CMStatistics 2021: Start Registration
View Submission - CMStatistics
Title: Best subset selection is robust against design dependence Authors:  Ziwei Zhu - University of Michigan, Ann Arbor (China) [presenting]
Jianqing Fan - Princeton University (United States)
Yongyi Guo - Princeton University (United States)
Abstract: Best subset selection (BSS) is widely known as the holy grail for high-dimensional variable selection. We investigate the variable selection properties of BSS when its target sparsity is greater than or equal to the true sparsity.
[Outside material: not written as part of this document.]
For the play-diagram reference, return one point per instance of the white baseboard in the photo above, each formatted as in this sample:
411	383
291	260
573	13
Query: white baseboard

The main message is that BSS is robust against design dependence in terms of achieving model consistency and sure screening, and more importantly, that such robustness can be propagated to the near best subsets that are computationally tangible. Specifically, we introduce an identifiability margin condition that is free of restricted eigenvalues and show that it is sufficient and nearly necessary for BSS to exactly recover the true model. A relaxed version of this condition is also sufficient for BSS to achieve the sure screening property. Moreover, we show that a two-stage fully corrective iterative hard thresholding (IHT) algorithm can provably find a near best subset within logarithmic steps; another round of exact BSS within this set can recover the true model. The simulation studies and real data examples show that IHT yields lower false discovery rates and higher true positive rates than the competing approaches including LASSO, SCAD and Sure Independence Screening (SIS), especially under highly correlated design.